Stuart is in a bad way. On the run from the law with a broken leg and a body weak with exhaustion, his only hope lies in following the strange voice in his head. What that voice is and where its taking him, Stuart has no idea, but now there are armed guards on his trail and Stuart is in no condition to second guess his situation. It’s going to take all his energy and guile just to face them and get out alive…

Notes:

A fun chapter to write.

Not only is it full of action and suspense but once again we get to see Stuart’s slow decent into whatever madness it is that’s taken hold of him.

There’s a big mystery going on at the centre of the chapter that I’m sure will raise a few questions in the reader’s mind but at the same time I was careful when writing it not to let that mystery overshadow the basic events that were going on. The important thing that’s happening here is that Stuart is struggling to escape captivity.
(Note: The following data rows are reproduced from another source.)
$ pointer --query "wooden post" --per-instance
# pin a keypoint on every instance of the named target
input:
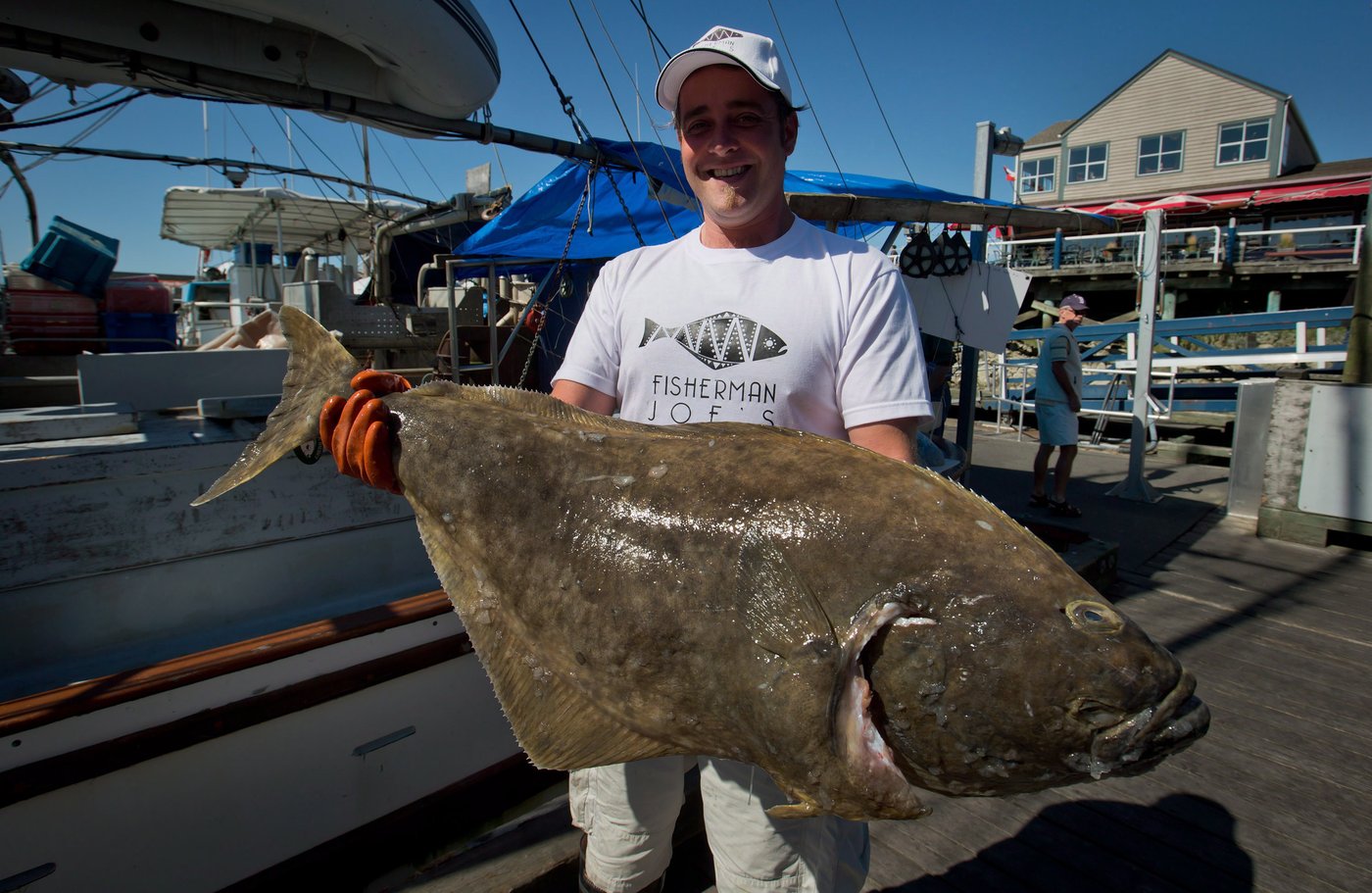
(1135, 486)
(1357, 368)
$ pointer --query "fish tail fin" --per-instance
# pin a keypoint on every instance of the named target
(652, 330)
(318, 368)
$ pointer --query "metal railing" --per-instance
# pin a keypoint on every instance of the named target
(1111, 353)
(1207, 244)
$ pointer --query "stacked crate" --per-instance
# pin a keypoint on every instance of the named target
(62, 301)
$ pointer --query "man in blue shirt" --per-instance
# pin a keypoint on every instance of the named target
(1056, 404)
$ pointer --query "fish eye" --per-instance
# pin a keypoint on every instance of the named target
(1094, 617)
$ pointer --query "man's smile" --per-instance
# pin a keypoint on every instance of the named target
(723, 174)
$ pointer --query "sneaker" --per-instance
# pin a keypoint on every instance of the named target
(1063, 509)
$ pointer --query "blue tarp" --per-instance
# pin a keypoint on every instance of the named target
(535, 225)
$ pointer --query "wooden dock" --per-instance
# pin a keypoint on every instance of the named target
(1278, 797)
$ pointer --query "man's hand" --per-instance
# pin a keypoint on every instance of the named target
(357, 429)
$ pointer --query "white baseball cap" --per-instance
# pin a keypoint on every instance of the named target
(724, 45)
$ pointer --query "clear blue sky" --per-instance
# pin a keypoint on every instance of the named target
(937, 71)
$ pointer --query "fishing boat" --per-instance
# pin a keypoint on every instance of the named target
(431, 58)
(191, 698)
(281, 665)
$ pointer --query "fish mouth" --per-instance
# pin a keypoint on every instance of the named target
(1139, 742)
(870, 759)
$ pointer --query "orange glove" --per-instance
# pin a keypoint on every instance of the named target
(357, 429)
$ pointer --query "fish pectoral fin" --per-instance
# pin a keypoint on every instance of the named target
(782, 614)
(560, 728)
(795, 811)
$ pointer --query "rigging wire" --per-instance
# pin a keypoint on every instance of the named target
(109, 116)
(880, 110)
(409, 144)
(38, 123)
(658, 41)
(582, 133)
(621, 121)
(394, 167)
(796, 69)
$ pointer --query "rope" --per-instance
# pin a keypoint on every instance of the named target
(541, 309)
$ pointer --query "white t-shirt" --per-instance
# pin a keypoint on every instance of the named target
(812, 330)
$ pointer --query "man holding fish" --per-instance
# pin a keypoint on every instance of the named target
(755, 317)
(758, 317)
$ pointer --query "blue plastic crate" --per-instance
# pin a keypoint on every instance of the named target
(73, 257)
(139, 332)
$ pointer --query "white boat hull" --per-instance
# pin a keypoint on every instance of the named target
(192, 696)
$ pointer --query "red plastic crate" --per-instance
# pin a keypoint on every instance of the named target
(52, 322)
(137, 294)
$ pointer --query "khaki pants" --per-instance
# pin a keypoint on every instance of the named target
(628, 813)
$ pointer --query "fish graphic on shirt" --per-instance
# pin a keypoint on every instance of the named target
(719, 340)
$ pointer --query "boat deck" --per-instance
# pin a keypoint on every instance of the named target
(1275, 799)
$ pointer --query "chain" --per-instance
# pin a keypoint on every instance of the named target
(541, 308)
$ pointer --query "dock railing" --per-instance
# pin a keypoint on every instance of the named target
(1206, 244)
(1220, 349)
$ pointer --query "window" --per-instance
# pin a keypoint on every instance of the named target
(1159, 154)
(1038, 174)
(1244, 141)
(1087, 162)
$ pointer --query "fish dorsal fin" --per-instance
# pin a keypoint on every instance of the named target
(782, 614)
(556, 723)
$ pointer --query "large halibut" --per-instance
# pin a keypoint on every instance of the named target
(855, 625)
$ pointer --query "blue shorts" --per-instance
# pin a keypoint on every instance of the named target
(1056, 424)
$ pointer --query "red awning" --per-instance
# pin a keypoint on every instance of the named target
(1312, 192)
(1224, 201)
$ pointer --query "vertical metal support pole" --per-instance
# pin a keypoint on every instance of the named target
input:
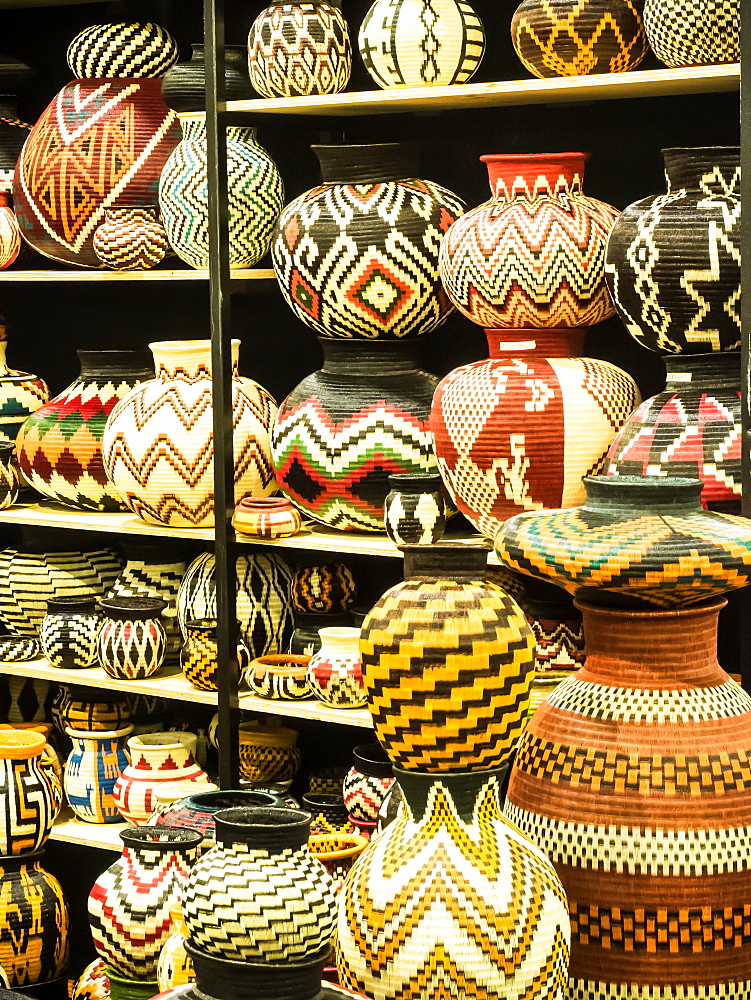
(745, 616)
(221, 368)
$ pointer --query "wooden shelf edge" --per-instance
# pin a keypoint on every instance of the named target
(594, 87)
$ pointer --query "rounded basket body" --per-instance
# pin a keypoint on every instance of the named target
(344, 430)
(335, 671)
(60, 445)
(376, 228)
(91, 770)
(534, 255)
(118, 133)
(661, 245)
(33, 922)
(447, 661)
(299, 49)
(259, 896)
(256, 196)
(575, 37)
(459, 895)
(263, 599)
(155, 760)
(681, 33)
(31, 576)
(631, 778)
(627, 545)
(130, 237)
(692, 428)
(421, 43)
(129, 904)
(158, 441)
(30, 793)
(68, 632)
(520, 430)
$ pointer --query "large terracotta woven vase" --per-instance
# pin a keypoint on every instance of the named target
(421, 43)
(520, 430)
(101, 140)
(576, 37)
(60, 445)
(447, 661)
(158, 443)
(452, 901)
(692, 428)
(673, 260)
(633, 777)
(534, 255)
(344, 430)
(357, 256)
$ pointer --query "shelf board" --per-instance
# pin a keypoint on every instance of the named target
(70, 830)
(458, 97)
(86, 274)
(169, 682)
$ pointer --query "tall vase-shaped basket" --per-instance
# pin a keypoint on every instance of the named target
(103, 139)
(129, 904)
(345, 429)
(60, 445)
(158, 442)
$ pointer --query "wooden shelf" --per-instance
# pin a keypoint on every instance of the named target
(169, 682)
(86, 274)
(459, 97)
(70, 830)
Thinking up ways for him to convincingly do this while he’s trapped inside a maintenance shaft with a broken leg was pretty hard but overall satisfying.

One thing I should add about the writing process is that I actually wrote all of Stuart’s chapters back to back. Of course I’m editing the book in order but when I first sat down to write the chapters, I wrote all of Stuart’s plot first before turning my attention to the others.
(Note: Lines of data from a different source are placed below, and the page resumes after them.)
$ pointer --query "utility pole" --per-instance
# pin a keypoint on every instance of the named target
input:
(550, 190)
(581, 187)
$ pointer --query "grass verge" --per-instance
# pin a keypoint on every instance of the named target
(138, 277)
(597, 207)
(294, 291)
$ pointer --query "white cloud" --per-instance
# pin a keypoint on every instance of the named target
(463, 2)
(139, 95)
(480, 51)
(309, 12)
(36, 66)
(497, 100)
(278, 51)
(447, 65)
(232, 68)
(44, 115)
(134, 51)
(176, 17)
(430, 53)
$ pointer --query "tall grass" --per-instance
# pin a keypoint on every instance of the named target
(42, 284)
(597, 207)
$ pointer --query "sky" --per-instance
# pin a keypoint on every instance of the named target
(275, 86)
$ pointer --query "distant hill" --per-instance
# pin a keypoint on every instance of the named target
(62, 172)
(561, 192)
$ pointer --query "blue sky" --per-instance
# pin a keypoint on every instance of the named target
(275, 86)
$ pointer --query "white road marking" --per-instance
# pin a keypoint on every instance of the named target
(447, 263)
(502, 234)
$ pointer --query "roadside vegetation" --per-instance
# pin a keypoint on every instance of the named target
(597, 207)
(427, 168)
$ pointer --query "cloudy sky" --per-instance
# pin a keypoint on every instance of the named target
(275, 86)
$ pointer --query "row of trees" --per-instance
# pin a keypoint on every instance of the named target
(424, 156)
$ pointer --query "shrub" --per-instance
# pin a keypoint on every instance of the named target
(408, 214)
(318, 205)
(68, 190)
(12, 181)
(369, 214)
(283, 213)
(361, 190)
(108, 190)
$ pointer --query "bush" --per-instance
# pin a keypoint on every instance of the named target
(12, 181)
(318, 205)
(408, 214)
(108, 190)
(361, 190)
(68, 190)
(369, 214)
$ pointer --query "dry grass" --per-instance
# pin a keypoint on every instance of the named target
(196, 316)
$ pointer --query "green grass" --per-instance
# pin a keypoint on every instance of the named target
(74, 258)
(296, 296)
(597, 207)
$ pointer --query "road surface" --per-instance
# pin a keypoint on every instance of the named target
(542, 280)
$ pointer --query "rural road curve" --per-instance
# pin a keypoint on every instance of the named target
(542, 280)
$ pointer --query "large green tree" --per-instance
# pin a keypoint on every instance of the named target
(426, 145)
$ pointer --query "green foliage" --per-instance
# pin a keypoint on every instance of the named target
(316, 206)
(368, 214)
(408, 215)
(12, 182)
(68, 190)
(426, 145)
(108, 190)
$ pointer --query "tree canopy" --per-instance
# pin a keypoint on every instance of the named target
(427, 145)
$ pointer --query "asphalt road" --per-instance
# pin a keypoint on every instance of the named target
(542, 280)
My reason for doing this is simple. On the one hand Stuart’s plotline is the one that impacts least on the other three protagonists in the book so it was easy to write it separately without worrying about matters of continuity. More important than this, however, was the matter of consistency. In short, we’re seeing Stuart descend into madness right now and I really wanted to get it done right.

We’ve already seen one chapter in which Stuart feels disconnected from reality and then another in which he starts having hallucinations. Here, for the first time, we really see Stuart full on embracing the madness. He’s talking with the voice in his head even though he has no idea who or what it is and by the end of the chapter he’s completely relying on it for support.

Doing that while at the same time making it seem believable was a challenge to say the least. I felt I needed to write Stuart’s chapters back to back just so I could make this transition more organic and less jarring. After all, Stuart is still Stuart. Just because he seems mad now doesn’t make him any less the same character he’s always been.